In article <3cnksb$6vn@gnat.cs.nyu.edu> dewar@cs.nyu.edu (Robert Dewar) writes:

   Path: thecourier.cims.nyu.edu!thecourier.cims.nyu.edu!nobody
   From: dewar@cs.nyu.edu (Robert Dewar)
   Newsgroups: comp.lang.ada,comp.lang.lisp
   Date: 14 Dec 1994 15:34:19 -0500
   Organization: Courant Institute of Mathematical Sciences
   Lines: 3


   I don't see the different mangling schemes as a significant problem for
   Ada binding to C++, yes it is a problem, but relatively minor.

I might be paranoid, but I think it is a minor problem as long as we
remain in relatively friendly environments as G++ (considered that the
coordinator is here at NYU :) ).

Since the major vendors (i.e. Borland and Microsoft) tend to ship
their system complete with new libraries etc. etc. They could in
principle change the mangling scheme in each release.

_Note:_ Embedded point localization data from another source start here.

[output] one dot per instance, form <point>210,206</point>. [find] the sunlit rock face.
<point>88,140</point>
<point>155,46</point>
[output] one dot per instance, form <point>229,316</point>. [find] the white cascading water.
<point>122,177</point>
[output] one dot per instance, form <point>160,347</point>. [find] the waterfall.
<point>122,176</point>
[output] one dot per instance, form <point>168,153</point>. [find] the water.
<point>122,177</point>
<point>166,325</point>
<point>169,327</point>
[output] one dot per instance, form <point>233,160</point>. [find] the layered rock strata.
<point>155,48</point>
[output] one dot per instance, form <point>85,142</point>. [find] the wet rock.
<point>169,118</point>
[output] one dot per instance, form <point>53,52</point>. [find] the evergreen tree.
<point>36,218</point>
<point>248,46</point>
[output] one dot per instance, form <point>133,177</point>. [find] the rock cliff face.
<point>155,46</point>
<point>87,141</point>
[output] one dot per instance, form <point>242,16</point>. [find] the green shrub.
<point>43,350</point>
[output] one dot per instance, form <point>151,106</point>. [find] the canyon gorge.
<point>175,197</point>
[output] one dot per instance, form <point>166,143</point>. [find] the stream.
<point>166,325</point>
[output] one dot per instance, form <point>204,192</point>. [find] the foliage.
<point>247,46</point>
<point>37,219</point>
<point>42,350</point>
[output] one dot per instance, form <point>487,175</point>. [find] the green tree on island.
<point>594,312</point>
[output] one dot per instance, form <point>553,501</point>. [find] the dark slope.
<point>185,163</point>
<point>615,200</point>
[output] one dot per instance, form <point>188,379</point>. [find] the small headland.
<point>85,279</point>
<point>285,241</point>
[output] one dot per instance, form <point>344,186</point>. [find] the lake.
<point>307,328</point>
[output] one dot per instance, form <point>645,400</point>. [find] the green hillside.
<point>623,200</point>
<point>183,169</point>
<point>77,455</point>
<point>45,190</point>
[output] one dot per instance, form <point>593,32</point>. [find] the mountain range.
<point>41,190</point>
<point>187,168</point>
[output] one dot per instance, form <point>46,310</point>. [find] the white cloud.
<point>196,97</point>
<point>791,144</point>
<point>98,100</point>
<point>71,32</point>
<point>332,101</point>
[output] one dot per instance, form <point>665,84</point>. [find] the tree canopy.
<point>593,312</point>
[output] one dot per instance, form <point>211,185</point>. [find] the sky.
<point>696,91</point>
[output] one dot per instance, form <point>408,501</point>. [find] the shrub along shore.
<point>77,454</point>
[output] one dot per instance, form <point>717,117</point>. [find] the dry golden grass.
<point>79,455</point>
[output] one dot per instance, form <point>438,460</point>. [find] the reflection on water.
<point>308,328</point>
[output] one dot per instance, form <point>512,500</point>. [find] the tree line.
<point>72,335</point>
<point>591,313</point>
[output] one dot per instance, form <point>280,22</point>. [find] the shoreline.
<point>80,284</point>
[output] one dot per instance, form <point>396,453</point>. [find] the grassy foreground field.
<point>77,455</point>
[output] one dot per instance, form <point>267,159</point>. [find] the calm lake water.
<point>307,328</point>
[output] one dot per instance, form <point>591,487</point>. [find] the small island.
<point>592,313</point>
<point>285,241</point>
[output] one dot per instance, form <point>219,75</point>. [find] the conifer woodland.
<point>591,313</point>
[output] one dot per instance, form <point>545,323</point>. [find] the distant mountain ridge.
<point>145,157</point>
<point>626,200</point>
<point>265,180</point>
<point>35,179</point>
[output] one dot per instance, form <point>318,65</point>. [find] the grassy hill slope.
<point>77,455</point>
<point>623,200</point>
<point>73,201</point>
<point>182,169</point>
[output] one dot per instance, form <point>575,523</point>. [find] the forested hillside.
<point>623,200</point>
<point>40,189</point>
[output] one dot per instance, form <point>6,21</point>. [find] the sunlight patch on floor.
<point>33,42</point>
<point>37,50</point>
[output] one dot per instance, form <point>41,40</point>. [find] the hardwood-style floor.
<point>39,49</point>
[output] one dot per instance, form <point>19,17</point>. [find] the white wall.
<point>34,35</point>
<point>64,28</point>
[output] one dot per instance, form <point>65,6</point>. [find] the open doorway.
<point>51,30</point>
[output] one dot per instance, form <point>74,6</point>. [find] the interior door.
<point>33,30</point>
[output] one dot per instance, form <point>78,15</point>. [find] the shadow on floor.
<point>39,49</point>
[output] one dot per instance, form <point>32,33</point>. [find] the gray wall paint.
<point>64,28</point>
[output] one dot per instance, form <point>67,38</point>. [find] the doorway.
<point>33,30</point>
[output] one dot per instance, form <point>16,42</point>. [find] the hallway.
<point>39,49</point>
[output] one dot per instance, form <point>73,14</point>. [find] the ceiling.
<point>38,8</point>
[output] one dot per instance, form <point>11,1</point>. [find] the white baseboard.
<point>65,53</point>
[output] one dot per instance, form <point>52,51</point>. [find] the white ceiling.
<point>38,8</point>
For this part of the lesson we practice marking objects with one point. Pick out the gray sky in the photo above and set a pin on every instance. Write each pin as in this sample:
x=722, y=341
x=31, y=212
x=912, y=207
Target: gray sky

This may turn out to be a headache.

On top of that, some major vendors may even be tempted not to reveal
their mangling scheme (in order to prevent linkage by other vendors)
or to even patent their specific name mangling scheme (this is even
more paranoid, but conceivable).

--
Marco Antoniotti - Resistente Umano
-------------------------------------------------------------------------------
Robotics Lab		| room: 1220 - tel. #: (212) 998 3370
Courant Institute NYU	| e-mail: marcoxa@cs.nyu.edu

...e` la semplicita` che e` difficile a farsi.
...it is simplicity that is difficult to make.
				Bertholdt Brecht



^ permalink raw reply	[flat|nested] 6+ messages in thread

end of thread, other threads:[~1994-12-15 14:52 UTC | newest]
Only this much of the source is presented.